Subdivisions proliferated on former military grounds and warehouses and corporate “office parks” spread across large parts of the former Cecil Field landscape, and homicide victims were found dumped in the woods following base closure.

Behind a barbed-wire fence, a dirt road disappears into the distance in the pine trees and corners. Lost, dead roads, no ends or remaining purposes, power lines now dead and sagging and forgotten, grown high in weeds and young trees. The trees have entirely encased a speed limit sign, strange sight, nothing so pointless as a speed limit sign in the midst of dense woods, pointless and beautifully so.

STOP HERE            PROCEED UPON SIGNAL FROM SENTRY         WARNING RESTRICTED AREA          IT IS UNLAWFUL TO ENTER THIS AREA WITHOUT PERMISSION OF THE COMMANDING OFFICER. WHILE ON THIS STATION ALL PERSONNEL AND PROPERTY UNDER THEIR CONTROL ARE SUBJECT TO SEARCH SECTION 21 INTERNAL SECURITY ACT OF 1950, TITLE 50 USC 797. FIREARMS, CAMERAS AND FIELD GLASSES ARE PROHIBITED.

Welcome To ACE’S pizza place for pilots. Empty. Building 900, bowling alley now Northrop Grumman Corp. offices. Desolate fueling stations. No traffic. No trucks. No fueling. Crows in the trees. Large concrete slabs along New World Avenue, once just D Avenue, were placed before the pines to hold old fighter planes on display. Now the fighter planes are gone and the grass and the weeds are creeping across the concrete.

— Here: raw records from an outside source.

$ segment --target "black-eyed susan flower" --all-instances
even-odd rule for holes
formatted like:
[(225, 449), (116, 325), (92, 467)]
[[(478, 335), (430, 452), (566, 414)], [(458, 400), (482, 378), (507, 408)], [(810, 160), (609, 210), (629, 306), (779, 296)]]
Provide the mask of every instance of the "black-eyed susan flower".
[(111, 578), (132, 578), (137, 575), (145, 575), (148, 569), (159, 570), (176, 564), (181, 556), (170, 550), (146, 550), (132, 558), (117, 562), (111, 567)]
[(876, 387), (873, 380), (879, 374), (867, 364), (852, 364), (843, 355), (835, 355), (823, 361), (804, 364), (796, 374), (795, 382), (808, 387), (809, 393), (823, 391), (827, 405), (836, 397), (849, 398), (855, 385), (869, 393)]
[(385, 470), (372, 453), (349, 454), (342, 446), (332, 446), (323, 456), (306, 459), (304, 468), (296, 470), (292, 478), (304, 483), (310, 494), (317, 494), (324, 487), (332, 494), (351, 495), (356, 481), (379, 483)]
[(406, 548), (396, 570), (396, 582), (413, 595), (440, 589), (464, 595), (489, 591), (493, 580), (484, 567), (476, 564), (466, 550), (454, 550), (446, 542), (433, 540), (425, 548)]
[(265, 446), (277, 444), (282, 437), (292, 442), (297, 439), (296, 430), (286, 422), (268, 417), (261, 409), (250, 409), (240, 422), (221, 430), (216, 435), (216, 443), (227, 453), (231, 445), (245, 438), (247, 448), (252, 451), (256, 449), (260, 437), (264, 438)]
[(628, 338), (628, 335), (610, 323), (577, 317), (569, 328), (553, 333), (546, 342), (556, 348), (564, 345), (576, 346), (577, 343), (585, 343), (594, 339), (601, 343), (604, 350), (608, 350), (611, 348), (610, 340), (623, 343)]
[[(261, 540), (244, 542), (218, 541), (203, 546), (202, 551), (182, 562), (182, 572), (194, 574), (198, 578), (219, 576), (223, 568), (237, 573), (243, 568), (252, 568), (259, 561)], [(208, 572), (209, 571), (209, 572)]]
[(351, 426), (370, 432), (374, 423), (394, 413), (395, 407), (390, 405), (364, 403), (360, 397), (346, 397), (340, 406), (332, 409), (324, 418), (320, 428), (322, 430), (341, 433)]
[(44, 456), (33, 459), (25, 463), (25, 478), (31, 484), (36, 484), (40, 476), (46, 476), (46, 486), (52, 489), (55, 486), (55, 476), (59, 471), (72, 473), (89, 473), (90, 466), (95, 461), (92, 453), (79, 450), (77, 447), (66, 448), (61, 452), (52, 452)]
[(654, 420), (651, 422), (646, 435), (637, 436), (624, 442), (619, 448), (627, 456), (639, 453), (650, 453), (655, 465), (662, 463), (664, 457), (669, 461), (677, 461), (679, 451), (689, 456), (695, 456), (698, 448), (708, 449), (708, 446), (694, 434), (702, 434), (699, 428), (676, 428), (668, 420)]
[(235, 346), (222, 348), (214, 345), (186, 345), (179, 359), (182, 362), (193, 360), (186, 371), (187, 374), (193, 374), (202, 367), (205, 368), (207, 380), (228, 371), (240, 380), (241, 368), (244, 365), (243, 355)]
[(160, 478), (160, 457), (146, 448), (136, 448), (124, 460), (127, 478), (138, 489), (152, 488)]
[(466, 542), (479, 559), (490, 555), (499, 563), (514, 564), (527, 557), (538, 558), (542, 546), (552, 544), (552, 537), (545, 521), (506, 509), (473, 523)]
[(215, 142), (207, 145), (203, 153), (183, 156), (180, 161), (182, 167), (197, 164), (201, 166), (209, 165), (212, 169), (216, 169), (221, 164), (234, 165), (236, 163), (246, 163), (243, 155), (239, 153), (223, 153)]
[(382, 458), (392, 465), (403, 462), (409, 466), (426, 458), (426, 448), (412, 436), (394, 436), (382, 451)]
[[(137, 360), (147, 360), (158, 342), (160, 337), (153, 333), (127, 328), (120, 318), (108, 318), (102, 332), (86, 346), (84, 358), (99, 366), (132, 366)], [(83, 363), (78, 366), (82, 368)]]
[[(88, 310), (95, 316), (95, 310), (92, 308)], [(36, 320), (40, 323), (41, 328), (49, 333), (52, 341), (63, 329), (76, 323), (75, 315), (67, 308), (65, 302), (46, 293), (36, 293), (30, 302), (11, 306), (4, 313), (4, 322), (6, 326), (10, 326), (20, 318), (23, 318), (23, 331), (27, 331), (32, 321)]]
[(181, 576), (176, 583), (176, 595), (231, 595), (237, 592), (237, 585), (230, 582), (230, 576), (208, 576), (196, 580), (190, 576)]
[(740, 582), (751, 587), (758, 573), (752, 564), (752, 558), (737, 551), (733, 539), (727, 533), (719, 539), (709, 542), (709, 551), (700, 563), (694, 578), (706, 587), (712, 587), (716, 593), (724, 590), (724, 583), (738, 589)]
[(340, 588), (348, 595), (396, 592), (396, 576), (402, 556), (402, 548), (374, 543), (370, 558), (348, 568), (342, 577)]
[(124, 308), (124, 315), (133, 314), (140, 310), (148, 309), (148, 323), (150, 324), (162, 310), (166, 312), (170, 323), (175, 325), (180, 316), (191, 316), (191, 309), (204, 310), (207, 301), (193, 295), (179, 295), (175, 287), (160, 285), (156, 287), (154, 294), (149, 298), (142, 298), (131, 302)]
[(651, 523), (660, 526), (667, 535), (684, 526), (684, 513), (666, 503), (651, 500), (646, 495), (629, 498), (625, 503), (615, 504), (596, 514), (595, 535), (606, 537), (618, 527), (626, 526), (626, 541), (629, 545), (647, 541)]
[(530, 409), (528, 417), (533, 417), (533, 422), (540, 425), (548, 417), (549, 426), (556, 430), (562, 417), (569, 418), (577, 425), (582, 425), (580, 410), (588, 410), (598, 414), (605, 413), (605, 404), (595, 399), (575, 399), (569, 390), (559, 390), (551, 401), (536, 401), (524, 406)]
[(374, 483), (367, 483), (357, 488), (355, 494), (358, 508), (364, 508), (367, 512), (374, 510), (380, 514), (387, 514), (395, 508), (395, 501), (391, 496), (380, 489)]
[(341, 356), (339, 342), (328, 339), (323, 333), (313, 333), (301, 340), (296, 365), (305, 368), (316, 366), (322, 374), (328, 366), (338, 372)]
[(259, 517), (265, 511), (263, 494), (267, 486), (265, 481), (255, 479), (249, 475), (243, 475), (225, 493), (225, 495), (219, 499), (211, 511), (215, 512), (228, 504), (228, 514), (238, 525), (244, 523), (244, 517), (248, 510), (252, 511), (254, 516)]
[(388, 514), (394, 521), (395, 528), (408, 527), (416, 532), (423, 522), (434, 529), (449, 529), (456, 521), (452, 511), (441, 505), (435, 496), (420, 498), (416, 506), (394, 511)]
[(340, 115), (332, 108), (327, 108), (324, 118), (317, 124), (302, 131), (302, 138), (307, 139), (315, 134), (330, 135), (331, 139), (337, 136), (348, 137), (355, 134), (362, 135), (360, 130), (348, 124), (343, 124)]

During the War of 1812, Thomas Jefferson wrote to the ambassador William Short, “Our enemy has indeed the consolation of Satan on removing our first parents from Paradise: from a peaceful and agricultural nation, he makes us a military and manufacturing one.”

But time passes, so do powerful manifestations of power, and vegetation roars back. The vegetation always roars back.